An ornate 13th-century coffin slab remnant, known as St Helen's Cross, is preserved in the wall of the aisle. Until 1603, the Stafford family maintained the lamp of St Helen in the church, a tradition they upheld throughout much of their 350-year association with Eyam.

Past Rectors For past rectors the living was a valuable one, especially during the early 18th-century heyday of Eyam's lead mining industry when the rector's annual share of the profits reached £1,800. When the Reverend Thomas Seward, father of the famed poet Anna Seward, left Eyam to become Canon of Lichfield Cathedral, he left a curate at St Lawrence's but continued to collect handsomely himself.

The list of rectors hides many an interesting tale and a fair share of tragedies, apart from the troubles endured by Mompesson and Stanley. The funeral of the Reverend Rigby in April 1740 cost the lives of two visiting Yorkshire clergymen who perished in the snow on their wild journey home.

An earlier rector, Joseph Hunt, is remembered for a tipsy mock marriage which he undertook with the daughter of the landlord of the Miners' Arms. Unfortunately, his bishop did not see the joke and ordered the couple to marry legally, whereupon Joseph's erstwhile fiancée sued him for breach of promise. The newlyweds took refuge in the church vestry where they spent all their married lives, where their two children were born and where they were finally buried. The couple are commemorated on a monument in the vestry.

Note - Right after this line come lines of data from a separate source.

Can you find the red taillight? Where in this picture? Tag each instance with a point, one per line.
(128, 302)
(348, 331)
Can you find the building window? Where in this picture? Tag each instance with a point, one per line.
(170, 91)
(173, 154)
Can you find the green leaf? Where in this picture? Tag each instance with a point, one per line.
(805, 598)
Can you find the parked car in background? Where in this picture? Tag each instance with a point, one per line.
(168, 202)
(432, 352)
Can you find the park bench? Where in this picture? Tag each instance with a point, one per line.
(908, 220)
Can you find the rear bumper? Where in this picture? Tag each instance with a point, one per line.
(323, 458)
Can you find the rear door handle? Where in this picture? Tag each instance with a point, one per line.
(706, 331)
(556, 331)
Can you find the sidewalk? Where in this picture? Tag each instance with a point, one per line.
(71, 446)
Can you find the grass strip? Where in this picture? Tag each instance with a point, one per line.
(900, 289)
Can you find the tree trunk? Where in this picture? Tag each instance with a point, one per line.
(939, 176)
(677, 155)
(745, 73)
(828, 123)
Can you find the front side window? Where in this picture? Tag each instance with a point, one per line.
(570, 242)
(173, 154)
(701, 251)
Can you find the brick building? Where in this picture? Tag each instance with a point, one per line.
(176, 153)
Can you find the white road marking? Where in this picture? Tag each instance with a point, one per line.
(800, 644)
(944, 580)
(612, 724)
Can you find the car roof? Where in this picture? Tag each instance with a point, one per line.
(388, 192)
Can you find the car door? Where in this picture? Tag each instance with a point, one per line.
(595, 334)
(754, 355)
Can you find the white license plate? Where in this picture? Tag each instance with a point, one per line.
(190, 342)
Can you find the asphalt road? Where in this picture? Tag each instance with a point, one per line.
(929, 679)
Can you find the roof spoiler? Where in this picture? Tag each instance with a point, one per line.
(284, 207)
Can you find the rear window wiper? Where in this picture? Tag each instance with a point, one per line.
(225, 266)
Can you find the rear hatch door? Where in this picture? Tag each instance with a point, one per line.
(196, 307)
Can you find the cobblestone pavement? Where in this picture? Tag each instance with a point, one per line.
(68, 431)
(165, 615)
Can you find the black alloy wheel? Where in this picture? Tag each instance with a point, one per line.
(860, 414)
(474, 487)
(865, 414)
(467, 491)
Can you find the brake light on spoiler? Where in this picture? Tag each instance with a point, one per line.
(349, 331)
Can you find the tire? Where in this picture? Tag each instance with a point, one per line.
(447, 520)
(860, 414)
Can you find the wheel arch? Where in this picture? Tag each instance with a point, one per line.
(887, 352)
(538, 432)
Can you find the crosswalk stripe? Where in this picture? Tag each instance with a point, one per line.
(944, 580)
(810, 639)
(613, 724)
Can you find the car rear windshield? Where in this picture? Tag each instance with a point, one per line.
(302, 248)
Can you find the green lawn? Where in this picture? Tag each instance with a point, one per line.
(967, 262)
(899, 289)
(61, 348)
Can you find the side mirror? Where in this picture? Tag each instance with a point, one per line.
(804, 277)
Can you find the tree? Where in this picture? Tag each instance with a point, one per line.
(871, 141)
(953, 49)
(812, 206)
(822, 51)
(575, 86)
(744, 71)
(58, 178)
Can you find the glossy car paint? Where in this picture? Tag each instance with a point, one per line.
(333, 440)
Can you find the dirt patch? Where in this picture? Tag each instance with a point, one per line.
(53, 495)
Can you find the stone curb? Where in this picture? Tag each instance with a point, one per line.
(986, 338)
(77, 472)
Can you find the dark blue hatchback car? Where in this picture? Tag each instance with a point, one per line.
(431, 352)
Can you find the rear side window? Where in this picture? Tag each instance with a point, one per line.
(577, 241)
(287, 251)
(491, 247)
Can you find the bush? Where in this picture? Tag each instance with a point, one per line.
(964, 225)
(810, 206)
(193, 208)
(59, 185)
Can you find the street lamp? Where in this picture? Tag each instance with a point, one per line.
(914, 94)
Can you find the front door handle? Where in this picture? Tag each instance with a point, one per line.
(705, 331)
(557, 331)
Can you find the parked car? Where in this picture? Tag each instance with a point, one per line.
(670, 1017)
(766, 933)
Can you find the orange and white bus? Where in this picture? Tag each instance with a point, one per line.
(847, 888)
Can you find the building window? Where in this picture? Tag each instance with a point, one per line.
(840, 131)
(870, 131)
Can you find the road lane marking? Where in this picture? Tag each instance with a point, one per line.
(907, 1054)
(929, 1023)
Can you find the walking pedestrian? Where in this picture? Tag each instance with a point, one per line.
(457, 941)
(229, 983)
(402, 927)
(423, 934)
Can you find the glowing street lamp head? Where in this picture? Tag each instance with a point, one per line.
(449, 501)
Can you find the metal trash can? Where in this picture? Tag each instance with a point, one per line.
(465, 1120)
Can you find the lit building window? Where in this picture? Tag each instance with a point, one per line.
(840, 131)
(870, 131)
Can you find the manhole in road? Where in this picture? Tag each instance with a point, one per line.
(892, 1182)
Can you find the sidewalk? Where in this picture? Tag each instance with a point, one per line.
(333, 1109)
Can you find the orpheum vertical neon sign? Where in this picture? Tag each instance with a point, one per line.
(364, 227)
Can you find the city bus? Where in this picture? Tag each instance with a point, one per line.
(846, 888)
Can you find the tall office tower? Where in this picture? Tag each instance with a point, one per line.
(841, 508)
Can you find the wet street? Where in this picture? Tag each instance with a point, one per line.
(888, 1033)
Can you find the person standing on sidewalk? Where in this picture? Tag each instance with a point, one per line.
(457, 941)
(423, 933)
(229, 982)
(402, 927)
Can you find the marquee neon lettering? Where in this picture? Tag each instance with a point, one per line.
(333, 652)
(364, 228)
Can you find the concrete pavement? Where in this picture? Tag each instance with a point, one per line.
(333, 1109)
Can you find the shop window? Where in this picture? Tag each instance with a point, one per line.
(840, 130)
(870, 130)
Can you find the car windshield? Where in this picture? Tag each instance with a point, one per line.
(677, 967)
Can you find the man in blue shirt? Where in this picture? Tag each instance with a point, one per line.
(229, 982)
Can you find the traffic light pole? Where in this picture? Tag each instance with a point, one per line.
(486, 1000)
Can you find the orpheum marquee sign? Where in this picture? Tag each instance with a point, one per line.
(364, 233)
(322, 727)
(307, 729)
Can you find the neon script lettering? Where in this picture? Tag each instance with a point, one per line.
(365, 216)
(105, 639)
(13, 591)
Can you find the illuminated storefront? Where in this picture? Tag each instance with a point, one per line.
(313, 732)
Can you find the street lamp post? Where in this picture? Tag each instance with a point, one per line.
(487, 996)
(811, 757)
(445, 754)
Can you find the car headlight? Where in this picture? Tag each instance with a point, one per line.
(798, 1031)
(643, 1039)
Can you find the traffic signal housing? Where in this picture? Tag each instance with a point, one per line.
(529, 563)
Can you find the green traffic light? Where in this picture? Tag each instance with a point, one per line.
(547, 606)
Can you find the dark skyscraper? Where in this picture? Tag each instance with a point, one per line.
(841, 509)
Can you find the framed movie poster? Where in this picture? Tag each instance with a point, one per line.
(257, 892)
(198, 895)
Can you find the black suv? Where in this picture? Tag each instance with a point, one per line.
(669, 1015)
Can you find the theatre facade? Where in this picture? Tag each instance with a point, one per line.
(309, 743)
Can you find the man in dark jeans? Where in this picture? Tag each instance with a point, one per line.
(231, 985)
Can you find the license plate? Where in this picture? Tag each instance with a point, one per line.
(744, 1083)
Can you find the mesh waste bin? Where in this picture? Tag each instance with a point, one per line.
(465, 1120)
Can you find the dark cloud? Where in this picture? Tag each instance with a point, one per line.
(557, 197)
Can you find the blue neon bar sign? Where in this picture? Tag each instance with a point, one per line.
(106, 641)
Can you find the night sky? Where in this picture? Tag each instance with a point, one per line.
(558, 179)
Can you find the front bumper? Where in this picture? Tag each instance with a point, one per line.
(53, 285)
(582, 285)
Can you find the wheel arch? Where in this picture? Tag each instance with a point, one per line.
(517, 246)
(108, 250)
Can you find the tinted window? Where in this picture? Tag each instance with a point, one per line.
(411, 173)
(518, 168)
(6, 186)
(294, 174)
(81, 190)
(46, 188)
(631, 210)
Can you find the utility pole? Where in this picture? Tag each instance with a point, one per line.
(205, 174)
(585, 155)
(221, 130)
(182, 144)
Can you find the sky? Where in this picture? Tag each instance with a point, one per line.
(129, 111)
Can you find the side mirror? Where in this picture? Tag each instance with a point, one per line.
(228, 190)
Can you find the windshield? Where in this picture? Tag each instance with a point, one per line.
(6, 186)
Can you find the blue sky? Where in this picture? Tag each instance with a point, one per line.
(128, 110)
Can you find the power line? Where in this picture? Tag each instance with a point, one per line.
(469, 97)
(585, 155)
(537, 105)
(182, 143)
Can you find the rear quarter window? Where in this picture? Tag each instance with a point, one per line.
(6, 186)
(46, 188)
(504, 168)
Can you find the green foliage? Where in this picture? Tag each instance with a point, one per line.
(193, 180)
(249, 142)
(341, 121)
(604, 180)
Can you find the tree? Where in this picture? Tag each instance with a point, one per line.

Mexico and Mecca Out in the churchyard is an important archaeological relic - the 8th-century Saxon, or Celtic, cross. Smothered in symbolic carvings of both pagan and Christian origin, the cross is at least 1,000 years old, predating the church itself.

A remarkable sundial of 1775 can be seen, if barely understood, above the outer chancel door. Why the people of Eyam should ever have needed to know other than the local time is difficult to guess, for this inventive piece also displays the relative time in places as distant as Mexico and Mecca.

© Julie Bunting
From "The Peak Advertiser", 24th August 2009.